ここはどこだろう。....同時に、目覚めてからの得体の知れない違和感に気付く。
あれ。
私は、誰_______?
とたん、押し潰されそうなくらいの不安が私を襲った。
何も思い出せない。自分の名前も、生い立ちも、ここまで来た経緯も。
私が恐怖で押し潰されそうになったそのとき、
「あまづーーーん、今日のごは....ん....」
ノックもせずに入ってきた、青い髪に青い瞳の彼女は
私をみると目を真ん丸にしてぽかんとした表情を浮かべた。
数秒たって、やっと思考回路が復活したらしい彼女は、そばにあった机におぼんをおくと、ものすごいスピードで廊下を走っていった。

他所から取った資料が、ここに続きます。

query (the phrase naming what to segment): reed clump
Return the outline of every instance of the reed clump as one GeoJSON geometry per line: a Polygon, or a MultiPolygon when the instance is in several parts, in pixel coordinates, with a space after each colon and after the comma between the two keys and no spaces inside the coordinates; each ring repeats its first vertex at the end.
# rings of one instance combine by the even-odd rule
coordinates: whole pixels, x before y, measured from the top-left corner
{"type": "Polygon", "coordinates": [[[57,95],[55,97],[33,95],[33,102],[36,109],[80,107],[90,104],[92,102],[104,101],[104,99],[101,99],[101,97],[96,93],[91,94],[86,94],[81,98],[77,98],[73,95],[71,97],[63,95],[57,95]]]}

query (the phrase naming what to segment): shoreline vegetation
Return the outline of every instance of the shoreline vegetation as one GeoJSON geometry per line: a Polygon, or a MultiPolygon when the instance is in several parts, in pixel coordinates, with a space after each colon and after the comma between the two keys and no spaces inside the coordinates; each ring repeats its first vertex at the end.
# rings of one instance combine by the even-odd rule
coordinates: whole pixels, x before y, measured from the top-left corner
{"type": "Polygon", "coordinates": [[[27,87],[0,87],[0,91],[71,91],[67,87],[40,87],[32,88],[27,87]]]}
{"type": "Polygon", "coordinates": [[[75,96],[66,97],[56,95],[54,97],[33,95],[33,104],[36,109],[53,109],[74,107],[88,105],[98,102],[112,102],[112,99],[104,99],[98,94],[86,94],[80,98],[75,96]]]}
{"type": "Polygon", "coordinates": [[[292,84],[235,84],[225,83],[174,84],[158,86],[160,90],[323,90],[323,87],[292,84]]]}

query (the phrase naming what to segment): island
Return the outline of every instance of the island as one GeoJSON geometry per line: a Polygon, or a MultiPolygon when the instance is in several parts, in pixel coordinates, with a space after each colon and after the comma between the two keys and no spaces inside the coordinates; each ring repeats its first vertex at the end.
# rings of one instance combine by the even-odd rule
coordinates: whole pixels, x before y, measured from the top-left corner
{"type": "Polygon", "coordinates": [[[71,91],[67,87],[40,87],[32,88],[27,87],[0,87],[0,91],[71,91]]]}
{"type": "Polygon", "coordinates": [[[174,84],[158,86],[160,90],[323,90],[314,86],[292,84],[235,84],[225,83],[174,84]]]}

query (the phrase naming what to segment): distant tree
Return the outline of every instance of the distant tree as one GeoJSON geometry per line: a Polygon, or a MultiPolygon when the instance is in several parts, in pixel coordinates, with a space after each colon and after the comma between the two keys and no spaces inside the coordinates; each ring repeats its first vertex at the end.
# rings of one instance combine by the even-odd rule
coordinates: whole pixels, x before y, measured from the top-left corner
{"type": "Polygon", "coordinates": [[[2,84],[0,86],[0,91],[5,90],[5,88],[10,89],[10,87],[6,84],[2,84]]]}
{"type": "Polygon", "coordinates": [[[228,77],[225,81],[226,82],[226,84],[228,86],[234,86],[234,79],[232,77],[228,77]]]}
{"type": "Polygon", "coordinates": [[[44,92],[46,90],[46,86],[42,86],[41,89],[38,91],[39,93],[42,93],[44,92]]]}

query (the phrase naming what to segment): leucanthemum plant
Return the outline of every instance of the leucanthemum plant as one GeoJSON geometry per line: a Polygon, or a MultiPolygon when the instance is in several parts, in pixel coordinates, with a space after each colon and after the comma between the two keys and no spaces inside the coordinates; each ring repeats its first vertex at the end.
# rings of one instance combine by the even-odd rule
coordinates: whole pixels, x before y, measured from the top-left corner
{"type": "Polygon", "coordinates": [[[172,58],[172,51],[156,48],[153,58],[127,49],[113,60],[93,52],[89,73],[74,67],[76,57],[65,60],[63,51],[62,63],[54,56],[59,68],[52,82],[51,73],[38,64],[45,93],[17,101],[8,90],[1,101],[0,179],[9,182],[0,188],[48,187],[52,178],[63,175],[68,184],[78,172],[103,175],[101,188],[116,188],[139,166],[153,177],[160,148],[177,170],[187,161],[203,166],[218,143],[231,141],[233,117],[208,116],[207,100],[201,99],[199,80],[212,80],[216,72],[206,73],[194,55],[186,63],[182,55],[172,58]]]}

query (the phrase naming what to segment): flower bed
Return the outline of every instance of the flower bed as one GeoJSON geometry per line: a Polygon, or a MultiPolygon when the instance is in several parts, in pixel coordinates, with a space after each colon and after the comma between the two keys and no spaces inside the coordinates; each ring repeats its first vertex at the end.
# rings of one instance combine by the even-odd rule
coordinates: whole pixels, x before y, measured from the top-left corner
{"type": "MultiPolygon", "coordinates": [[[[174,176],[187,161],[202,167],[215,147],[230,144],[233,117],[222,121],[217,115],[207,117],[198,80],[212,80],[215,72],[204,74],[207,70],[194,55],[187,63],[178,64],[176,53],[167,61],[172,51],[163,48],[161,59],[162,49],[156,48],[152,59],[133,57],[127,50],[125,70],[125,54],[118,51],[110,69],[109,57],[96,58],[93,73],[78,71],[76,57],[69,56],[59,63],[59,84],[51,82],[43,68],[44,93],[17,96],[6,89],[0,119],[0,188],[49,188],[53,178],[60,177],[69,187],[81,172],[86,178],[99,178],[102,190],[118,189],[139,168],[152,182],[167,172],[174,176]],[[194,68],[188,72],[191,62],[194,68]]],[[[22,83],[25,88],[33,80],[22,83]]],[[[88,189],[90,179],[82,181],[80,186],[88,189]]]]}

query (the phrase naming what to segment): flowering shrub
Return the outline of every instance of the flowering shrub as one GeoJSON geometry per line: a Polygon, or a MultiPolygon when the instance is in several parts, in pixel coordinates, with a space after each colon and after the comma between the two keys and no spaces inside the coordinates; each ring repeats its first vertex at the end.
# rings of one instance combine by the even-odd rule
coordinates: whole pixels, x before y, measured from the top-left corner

呆気にとられて固まっていると、さっきの彼女は十数名を引き連れて帰ってきた。
「あまづ起きたんだ、良かった...!!」「やっぱり奇病の影響?」「悪化は?」
次々と話し掛けられる言葉の内容は聞き覚えのない単語ばかりだった。
言葉に詰まった私が困惑していると、黄色い目と青緑の髪が特徴的な少女が、まあまあ一旦おちつこうとみんなを宥めた。
安心したのも束の間、彼女は私に向き直り、
「おはよう、あまづ!」
と話し掛けてきた。
あまりにもとんとん拍子で不可解なこの展開に私は驚くばかりで、やっとの思いで発することができたのは、
「あの、どちら様ですか......?」
という一言だけだった。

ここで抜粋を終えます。